Was man über die Wahl in Sachsen-Anhalt wissen sollte

Aktualisiert am 04.09.2026 – 07:00 UhrLesedauer: 4 Min.

Wo geht’s lang für Sachsen-Anhalt? Die Wähler entscheiden darüber. (Symbolbild) (Quelle: Matthias Bein/dpa/dpa-bilder)

Die Wahl in Sachsen-Anhalt gilt als brisant und könnte historisch sein. Knapp 1,7 Millionen Bürger entscheiden, ob sich das politische Gefüge im Land und womöglich auch in der Republik verschiebt.

Mehr als 240 Landtagswahlen gab es schon seit Bestehen der Bundesrepublik, aber diese hier ist besonders. In Sachsen-Anhalt könnte nach der Abstimmung am Sonntag erstmals seit dem Zweiten Weltkrieg eine Rechtsaußen-Partei an die Regierungsmacht kommen – ein brisantes Szenario, dem sich auch internationale Leitmedien teils ausführlich widmen. Was man zur Wahl wissen sollte:

Was wird gewählt und wer darf wählen?

Knapp 1,7 Millionen Wahlberechtigte dürfen darüber abstimmen, welche Parteien und Personen für sie im neuen Landtag sitzen. In jedem der 41 Wahlkreise wählen sie mit ihrer Erststimme einen Direktkandidaten. Daneben werden über die Zweitstimme im Regelfall 42 weitere Abgeordnete ermittelt.

Berücksichtigt werden aber nur Parteien, die mindestens fünf Prozent der Zweitstimmen holen. Das soll eine Zersplitterung des Parlaments verhindern und so dessen Arbeitsfähigkeit sicherstellen.

Wählen dürfen alle Deutschen, die mindestens 18 Jahre alt sind und seit mindestens drei Monaten ihre Hauptwohnung in Sachsen-Anhalt haben.

Wer tritt an?

In der jetzt auslaufenden 8. Wahlperiode sind im Magdeburger Landtag vertreten: CDU, AfD, die Linke, SPD sowie die FDP und die Grünen. Alle diese Parteien stellen sich erneut zur Wahl. Dazu kommen neun weitere Landeswahlvorschläge, darunter das von Sahra Wagenknecht gegründete BSW, die Freien Wähler, Volt und die Tierschutzpartei.

Spitzenkandidat der CDU ist Ministerpräsident Sven Schulze. Der 47-jährige Wirtschaftsingenieur und dreifache Vater hat erst im Januar als Regierungschef von Vorgänger Reiner Haseloff (CDU) das Ruder übernommen.

Die AfD schickt als scharfen Konkurrenten den 35-jährigen Ulrich Siegmund ins Rennen, der als Politik-Popstar mit stets guter Laune vielerorts großen Andrang auslöste. Extreme Positionen aus dem AfD-Wahlprogramm stellt er manchmal als harmlos dar.

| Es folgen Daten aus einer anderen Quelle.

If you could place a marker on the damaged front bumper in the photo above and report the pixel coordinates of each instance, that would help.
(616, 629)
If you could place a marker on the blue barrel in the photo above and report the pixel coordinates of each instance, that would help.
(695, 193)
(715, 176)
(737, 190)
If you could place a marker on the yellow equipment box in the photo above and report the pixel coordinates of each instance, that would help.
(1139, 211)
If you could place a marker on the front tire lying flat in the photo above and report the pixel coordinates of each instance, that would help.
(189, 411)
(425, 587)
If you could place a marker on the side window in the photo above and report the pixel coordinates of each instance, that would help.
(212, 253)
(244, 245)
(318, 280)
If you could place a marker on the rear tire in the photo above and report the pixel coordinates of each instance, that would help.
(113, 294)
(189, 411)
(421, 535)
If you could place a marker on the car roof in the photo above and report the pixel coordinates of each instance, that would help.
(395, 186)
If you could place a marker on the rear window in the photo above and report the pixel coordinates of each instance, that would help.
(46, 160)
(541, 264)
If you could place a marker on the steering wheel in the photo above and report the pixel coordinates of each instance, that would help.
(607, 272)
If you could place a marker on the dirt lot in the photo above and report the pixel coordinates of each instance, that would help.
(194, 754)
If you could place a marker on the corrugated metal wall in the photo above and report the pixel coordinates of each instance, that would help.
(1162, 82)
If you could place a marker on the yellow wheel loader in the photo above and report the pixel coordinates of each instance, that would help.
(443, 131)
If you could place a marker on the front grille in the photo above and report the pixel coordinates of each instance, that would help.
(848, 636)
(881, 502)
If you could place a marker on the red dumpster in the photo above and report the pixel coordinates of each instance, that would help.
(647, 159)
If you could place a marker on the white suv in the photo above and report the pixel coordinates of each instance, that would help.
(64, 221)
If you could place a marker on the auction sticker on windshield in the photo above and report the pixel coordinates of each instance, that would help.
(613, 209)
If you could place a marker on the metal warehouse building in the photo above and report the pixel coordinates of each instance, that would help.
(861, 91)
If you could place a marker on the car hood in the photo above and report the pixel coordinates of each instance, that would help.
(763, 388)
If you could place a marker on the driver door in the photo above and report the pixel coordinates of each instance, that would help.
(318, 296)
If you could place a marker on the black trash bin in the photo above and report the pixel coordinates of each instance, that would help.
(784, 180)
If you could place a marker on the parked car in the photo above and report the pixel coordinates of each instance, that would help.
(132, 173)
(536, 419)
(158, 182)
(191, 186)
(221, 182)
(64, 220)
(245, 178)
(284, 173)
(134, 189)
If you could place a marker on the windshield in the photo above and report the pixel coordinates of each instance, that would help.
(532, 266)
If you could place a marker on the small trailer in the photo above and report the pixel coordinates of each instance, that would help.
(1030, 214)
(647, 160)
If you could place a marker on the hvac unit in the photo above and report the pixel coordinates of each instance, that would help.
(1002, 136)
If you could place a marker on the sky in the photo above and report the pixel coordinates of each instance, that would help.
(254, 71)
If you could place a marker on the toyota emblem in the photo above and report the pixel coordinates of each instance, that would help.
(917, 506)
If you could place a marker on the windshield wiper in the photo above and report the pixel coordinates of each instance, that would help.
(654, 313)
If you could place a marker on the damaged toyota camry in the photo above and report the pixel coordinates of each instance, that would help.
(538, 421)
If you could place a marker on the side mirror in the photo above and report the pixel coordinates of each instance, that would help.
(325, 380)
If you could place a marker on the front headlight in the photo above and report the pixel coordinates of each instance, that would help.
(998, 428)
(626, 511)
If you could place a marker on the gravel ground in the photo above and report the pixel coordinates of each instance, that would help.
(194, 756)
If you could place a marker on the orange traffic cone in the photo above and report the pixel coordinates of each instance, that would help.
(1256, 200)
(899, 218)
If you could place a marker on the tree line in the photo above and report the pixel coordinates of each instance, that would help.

Auch die anderen Parteien haben Spitzenkandidaten aufgestellt, die aber den Umfragen zufolge quasi keine Chance haben, als Regierungschef gewählt zu werden. Für die Linke ist dies Fraktionschefin Eva von Angern, für die SPD Wissenschaftsminister und Ex-Hochschulrektor Armin Willingmann. Die Grünen haben die gelernte Gesundheits- und Krankenpflegerin Susan Sziborra-Seidlitz nach vorn gestellt. Die FDP setzt auf Landeschefin Lydia Hüskens, das BSW auf das Duo Thomas Schulze und Claudia Wittig.

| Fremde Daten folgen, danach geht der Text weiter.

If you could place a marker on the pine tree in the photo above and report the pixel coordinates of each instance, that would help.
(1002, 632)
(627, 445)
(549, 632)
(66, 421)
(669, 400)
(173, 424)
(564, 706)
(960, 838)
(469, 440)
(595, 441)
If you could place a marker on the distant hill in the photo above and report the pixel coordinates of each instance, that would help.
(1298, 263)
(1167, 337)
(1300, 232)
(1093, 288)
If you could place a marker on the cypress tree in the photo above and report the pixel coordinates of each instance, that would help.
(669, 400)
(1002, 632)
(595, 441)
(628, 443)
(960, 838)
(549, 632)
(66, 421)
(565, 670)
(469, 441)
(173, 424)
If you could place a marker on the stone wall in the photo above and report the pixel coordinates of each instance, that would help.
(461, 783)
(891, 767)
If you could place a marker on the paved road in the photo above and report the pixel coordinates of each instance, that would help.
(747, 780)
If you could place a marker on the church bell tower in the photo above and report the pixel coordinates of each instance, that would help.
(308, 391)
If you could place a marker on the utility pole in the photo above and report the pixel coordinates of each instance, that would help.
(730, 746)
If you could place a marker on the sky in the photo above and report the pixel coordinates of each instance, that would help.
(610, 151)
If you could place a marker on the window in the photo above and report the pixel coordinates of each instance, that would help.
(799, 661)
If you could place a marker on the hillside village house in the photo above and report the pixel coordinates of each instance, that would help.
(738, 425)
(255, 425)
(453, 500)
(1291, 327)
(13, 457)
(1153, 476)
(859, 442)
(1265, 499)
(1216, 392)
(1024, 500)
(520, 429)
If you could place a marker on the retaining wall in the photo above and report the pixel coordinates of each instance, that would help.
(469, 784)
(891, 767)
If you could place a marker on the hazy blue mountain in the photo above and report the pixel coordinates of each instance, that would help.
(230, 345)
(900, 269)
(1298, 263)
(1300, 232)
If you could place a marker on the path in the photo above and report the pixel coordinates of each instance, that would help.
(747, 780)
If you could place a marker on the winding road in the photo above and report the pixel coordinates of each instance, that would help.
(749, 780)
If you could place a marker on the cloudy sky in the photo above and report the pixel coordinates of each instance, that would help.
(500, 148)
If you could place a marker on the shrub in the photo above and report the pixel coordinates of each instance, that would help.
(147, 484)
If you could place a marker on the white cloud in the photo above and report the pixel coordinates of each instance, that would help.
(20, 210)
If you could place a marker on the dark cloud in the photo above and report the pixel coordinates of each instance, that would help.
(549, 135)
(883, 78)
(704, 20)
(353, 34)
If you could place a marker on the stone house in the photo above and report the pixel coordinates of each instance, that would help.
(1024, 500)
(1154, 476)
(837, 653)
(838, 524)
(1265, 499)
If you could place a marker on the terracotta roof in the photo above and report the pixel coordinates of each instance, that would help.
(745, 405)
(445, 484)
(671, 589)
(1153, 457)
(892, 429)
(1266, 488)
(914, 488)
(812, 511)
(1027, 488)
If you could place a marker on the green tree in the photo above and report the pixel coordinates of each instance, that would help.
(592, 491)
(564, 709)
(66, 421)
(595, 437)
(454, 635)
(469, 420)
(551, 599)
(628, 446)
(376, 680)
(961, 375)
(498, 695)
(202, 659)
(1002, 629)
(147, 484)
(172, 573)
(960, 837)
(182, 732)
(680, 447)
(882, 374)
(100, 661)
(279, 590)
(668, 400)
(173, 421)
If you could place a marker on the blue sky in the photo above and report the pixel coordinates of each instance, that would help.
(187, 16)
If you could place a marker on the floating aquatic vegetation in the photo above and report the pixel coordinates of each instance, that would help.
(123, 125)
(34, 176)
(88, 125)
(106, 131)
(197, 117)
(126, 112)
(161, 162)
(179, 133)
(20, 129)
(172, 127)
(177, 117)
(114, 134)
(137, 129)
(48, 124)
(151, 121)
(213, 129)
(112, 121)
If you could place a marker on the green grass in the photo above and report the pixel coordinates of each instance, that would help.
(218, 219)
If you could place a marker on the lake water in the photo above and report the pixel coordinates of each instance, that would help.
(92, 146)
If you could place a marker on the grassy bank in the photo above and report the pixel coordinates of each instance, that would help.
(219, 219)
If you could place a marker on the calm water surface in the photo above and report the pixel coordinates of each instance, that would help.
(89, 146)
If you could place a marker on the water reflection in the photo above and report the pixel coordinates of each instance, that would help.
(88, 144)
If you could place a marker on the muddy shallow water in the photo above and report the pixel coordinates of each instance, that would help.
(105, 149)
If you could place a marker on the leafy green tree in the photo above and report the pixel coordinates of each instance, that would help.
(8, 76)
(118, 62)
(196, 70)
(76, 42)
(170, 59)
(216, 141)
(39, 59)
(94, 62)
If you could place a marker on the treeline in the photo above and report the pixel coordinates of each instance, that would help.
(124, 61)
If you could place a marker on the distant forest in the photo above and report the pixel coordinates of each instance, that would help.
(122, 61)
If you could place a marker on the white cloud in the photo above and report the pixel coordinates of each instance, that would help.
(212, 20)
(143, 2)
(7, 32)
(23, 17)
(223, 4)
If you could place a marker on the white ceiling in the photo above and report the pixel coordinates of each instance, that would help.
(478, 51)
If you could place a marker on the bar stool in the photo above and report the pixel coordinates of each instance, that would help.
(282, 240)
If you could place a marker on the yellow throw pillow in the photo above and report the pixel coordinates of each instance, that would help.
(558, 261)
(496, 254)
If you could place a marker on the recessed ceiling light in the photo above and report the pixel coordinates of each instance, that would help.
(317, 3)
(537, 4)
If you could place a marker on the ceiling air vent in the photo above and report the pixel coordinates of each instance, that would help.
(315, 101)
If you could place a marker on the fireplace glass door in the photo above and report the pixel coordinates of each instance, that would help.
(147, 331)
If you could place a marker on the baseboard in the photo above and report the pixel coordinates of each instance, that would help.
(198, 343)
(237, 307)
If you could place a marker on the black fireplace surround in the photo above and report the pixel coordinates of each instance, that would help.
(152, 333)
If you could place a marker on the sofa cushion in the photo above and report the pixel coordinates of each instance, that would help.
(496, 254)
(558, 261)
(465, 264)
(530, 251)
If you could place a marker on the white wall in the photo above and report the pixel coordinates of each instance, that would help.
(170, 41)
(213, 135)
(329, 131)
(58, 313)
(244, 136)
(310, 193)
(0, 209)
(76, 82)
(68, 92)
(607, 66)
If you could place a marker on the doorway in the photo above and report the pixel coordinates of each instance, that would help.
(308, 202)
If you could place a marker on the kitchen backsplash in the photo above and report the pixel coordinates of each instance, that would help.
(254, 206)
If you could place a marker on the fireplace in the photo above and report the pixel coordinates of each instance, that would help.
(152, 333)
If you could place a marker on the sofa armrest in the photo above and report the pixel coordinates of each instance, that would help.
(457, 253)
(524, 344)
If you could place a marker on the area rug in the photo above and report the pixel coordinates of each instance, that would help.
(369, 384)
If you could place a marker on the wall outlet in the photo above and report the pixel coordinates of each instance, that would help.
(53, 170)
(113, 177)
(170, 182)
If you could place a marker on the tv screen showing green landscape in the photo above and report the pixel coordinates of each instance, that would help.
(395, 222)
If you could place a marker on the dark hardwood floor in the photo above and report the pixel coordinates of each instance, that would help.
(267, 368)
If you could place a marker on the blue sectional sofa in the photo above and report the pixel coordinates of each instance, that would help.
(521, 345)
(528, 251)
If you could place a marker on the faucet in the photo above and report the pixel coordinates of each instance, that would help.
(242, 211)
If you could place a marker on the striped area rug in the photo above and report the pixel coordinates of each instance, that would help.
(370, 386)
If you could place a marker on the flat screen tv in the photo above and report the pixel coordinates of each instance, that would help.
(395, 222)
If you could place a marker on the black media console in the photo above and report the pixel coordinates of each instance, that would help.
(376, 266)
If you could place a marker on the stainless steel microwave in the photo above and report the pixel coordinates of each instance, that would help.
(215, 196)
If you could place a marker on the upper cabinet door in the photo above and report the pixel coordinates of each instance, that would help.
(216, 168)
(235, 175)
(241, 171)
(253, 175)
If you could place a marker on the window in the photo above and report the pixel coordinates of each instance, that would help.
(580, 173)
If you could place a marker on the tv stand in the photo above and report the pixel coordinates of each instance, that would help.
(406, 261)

Wie ist die Ausgangslage und welche Konstellation ist zu erwarten?

Aktuell regiert in Sachsen-Anhalt eine Koalition aus CDU, SPD und FDP. Das Bündnis wird aber allen Umfragen zufolge seine Mehrheit verlieren.

Mit Abstand stärkste Kraft dürfte die AfD werden, womit sie Anspruch auf das Amt des Ministerpräsidenten und die Führung der Regierung erheben kann. Die vom Landesverfassungsschutz als gesichert rechtsextrem eingestufte Partei strebt eine Alleinregierung an. Wenn sie aber keine eigene Mehrheit der Mandate holt, ist sie auf Bündnispartner angewiesen. Doch: Keine der anderen Parteien will mit ihr koalieren. BSW-Gründerin Wagenknecht hat aber verlauten lassen, dass ihre Partei durchaus einem AfD-Ministerpräsidenten zur Macht verhelfen könnte – durch Enthaltung im entscheidenden Wahlgang. AfD-Spitzenmann Siegmund beteuert, ein solches Szenario wolle er nicht.